A Juneteenth Reflection
Written by Tyan Thomas and the USciences Diversity Equity and Inclusion Council
Published on June 17, 2021
Juneteenth, observed annually on June 19, is described by some as the country’s “second independence day” and commemorates the end of slavery in the United States.
In 1863, Abraham Lincoln issued the Emancipation Proclamation, which decreed that slaves in the Confederate states were freed. However, more than two years would pass before the news reached African Americans in Texas. When Union soldiers arrived in Galveston, Texas, on June 19, 1865, the state’s residents finally learned that slavery had been abolished. Major General Gordon Grange announced General Order No. 3: “The people of Texas are informed that in accordance with a Proclamation from the Executive of the United States, all slaves are free. This involves an absolute equality of rights and rights of property between former masters and slaves, and the connection heretofore existing between them becomes that between employer and free laborer.”
Juneteenth evokes a sense of pride for many Black/African American descendants from Africans who were enslaved in the US because it marks how far they’ve come and serves as a source of renewal in their resolve to continue on the journey to achieve full and complete equality in all aspects of the American experience. Some describe this sense of pride as akin to the sense of pride that people feel on Independence Day.

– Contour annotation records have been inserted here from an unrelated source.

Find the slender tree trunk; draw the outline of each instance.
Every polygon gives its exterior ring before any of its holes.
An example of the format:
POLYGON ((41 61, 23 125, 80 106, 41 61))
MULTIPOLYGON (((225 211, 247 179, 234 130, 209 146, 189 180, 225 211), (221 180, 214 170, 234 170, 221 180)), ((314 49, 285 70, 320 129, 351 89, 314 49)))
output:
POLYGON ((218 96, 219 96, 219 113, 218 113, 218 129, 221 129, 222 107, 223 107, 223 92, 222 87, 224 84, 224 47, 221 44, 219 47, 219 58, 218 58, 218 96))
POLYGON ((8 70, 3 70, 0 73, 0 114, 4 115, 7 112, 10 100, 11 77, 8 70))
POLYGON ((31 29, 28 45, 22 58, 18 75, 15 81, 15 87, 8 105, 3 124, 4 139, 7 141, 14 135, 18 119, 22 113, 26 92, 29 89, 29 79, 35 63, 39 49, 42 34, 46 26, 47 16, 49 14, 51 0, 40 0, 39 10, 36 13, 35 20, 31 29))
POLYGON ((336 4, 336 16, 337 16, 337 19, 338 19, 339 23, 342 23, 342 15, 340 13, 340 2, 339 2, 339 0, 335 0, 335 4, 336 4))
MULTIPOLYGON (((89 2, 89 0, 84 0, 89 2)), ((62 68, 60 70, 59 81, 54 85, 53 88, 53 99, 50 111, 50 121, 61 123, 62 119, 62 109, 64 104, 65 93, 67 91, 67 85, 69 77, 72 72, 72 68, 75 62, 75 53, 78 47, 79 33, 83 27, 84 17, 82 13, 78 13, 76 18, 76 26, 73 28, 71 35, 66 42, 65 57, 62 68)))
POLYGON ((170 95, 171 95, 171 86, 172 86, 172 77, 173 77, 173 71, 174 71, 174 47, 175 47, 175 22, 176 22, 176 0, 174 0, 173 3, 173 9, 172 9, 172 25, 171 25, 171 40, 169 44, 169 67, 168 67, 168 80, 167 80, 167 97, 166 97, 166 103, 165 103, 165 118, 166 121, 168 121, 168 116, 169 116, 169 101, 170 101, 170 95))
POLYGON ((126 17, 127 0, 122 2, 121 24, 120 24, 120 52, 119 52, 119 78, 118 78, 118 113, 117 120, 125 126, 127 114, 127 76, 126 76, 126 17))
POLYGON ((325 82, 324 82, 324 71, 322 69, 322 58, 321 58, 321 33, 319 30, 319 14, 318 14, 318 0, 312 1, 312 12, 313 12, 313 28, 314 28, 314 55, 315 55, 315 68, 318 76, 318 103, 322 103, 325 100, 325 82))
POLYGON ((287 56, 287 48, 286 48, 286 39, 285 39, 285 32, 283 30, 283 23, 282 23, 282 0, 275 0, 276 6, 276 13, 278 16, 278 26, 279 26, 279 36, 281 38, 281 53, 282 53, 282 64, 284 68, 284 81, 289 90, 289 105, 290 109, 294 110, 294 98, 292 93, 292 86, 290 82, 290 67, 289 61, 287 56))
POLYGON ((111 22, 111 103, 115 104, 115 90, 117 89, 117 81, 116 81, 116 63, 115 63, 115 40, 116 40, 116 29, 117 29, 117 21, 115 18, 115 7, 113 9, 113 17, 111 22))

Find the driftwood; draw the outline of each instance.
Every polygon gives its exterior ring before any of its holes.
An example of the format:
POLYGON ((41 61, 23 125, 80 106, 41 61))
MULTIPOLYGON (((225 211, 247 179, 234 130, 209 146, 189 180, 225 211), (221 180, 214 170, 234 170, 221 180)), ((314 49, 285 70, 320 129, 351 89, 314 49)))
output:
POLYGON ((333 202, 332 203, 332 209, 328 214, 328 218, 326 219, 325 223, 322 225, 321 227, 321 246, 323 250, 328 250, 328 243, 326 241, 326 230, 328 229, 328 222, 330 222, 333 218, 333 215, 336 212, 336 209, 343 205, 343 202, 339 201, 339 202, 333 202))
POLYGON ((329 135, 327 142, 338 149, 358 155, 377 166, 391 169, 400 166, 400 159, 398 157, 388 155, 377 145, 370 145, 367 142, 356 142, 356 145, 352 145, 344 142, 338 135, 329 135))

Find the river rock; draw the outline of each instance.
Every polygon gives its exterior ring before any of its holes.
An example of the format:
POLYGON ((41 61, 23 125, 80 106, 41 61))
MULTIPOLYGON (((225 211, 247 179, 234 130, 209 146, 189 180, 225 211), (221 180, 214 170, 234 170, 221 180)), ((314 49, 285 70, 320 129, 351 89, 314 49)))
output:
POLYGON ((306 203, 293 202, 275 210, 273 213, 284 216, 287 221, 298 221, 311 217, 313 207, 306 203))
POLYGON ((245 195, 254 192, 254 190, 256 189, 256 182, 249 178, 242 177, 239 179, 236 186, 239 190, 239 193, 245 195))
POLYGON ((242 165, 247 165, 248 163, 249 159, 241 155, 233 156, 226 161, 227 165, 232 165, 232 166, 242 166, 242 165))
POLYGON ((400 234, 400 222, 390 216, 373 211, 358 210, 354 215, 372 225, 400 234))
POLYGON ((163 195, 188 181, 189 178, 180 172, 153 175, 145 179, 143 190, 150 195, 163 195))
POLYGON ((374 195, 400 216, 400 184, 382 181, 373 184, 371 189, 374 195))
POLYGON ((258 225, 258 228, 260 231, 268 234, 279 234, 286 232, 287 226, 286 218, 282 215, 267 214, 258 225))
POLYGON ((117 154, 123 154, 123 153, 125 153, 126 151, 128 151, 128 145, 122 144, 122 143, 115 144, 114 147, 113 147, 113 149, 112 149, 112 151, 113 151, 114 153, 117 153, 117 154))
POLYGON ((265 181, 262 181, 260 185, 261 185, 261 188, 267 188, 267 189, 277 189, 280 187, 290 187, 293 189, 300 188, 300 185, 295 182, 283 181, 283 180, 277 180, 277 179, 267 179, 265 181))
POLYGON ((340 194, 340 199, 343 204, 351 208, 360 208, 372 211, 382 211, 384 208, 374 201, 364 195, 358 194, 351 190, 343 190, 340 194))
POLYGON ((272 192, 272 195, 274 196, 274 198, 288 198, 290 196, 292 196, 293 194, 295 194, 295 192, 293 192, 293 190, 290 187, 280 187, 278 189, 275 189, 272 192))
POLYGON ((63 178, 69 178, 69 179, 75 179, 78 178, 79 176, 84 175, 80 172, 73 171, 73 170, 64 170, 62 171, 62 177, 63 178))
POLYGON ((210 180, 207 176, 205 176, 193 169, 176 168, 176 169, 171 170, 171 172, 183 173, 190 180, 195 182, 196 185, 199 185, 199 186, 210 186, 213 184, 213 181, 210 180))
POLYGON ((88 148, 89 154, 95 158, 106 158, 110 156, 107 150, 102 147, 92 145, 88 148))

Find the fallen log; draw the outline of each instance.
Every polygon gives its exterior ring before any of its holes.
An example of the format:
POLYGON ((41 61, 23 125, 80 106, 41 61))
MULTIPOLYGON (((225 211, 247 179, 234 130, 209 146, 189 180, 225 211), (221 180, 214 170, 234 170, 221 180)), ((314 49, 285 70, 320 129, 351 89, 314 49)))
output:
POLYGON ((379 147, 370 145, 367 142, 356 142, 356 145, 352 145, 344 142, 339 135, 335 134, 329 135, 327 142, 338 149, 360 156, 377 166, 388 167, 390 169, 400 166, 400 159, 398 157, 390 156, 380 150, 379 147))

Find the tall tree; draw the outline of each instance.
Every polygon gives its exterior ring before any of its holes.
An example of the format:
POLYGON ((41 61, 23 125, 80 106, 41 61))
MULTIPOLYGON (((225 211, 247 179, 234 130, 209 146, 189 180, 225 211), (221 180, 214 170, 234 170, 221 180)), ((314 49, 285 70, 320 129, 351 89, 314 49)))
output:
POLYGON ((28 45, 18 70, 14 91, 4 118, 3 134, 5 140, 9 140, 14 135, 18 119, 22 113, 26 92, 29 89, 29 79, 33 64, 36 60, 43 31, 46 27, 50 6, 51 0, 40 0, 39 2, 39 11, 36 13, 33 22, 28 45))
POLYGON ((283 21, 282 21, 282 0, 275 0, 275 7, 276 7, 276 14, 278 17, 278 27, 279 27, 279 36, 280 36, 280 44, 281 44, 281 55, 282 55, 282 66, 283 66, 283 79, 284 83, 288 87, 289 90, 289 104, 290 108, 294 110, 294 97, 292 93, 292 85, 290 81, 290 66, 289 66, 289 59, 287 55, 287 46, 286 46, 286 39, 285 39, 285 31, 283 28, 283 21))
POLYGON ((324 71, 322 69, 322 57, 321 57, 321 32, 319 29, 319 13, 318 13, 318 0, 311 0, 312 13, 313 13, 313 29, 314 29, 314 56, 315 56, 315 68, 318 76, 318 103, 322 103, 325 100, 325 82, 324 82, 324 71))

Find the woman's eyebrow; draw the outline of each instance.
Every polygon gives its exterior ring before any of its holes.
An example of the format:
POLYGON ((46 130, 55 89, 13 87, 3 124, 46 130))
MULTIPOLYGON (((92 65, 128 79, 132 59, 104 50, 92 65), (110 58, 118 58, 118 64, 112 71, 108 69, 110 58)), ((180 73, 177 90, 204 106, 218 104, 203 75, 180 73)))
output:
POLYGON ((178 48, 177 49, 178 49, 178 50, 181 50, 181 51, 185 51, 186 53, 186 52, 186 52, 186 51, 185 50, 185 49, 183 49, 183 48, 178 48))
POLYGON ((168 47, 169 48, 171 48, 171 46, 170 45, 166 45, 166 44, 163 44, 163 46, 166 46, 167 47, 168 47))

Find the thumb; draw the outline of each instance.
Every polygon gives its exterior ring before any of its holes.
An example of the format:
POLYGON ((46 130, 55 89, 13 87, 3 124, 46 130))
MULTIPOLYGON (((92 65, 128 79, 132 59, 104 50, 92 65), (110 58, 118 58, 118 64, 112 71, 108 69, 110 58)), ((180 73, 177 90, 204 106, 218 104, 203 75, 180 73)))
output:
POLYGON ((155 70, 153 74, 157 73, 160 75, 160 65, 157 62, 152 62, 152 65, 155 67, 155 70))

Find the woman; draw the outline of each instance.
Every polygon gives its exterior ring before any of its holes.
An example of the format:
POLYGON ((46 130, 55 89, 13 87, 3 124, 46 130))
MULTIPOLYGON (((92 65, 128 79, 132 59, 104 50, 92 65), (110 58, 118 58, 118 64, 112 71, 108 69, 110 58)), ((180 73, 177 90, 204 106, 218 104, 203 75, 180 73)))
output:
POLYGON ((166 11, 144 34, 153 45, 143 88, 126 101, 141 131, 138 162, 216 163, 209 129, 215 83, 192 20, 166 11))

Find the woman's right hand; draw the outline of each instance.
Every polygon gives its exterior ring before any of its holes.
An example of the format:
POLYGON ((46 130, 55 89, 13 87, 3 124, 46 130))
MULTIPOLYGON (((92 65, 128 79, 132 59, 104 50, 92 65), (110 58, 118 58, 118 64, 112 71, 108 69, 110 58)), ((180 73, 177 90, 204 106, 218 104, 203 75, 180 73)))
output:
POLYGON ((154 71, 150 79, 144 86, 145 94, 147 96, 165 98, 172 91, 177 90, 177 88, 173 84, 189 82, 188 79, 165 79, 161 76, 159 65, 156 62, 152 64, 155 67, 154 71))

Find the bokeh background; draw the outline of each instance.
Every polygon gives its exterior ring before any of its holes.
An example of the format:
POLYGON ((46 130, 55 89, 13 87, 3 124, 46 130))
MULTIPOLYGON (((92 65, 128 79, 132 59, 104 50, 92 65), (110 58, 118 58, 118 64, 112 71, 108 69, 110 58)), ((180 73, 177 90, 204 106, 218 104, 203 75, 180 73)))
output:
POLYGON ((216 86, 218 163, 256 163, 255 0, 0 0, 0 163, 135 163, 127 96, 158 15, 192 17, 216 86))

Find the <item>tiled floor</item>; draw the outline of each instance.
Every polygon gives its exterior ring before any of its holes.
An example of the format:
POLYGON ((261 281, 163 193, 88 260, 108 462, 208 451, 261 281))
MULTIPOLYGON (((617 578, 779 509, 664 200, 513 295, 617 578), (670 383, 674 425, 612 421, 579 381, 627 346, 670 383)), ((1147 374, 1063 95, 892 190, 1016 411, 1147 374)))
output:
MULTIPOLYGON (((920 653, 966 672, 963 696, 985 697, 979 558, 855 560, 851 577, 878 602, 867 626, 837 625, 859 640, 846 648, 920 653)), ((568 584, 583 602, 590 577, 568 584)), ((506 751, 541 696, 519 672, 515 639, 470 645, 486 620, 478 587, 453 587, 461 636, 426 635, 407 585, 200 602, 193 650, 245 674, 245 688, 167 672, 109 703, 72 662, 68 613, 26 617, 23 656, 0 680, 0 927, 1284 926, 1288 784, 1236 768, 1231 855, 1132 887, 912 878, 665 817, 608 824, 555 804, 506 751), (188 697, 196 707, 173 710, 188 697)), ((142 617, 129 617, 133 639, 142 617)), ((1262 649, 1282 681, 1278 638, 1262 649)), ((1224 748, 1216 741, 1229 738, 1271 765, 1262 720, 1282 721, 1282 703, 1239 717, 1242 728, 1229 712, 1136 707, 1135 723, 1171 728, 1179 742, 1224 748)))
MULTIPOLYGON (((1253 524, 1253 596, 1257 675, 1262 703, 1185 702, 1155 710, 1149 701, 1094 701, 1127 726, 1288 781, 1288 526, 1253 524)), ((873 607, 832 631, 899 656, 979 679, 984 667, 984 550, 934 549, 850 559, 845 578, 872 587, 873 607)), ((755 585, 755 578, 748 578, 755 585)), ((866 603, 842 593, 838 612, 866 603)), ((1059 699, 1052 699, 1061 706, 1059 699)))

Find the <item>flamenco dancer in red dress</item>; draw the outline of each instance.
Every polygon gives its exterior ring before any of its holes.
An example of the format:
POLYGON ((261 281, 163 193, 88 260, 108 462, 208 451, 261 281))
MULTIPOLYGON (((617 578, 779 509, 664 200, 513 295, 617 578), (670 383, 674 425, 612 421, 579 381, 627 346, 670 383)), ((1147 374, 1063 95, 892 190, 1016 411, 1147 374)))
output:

Juneteenth provides an opportunity for our campus community and our country to learn more about each other, the similarities and differences in our histories, and how our histories have shaped our shared ideals. The Diversity, Equity, and Inclusion Council at USciences embraces exploration of the rich and varied cultures of members of our campus community and believes that such exploration continues us on the path of achieving the University’s mission to “deliver excellence in teaching, research, and service through a safe and supportive environment” and the Council’s mission to “cultivate the USciences’ values of respect, diversity,and inclusiveness.”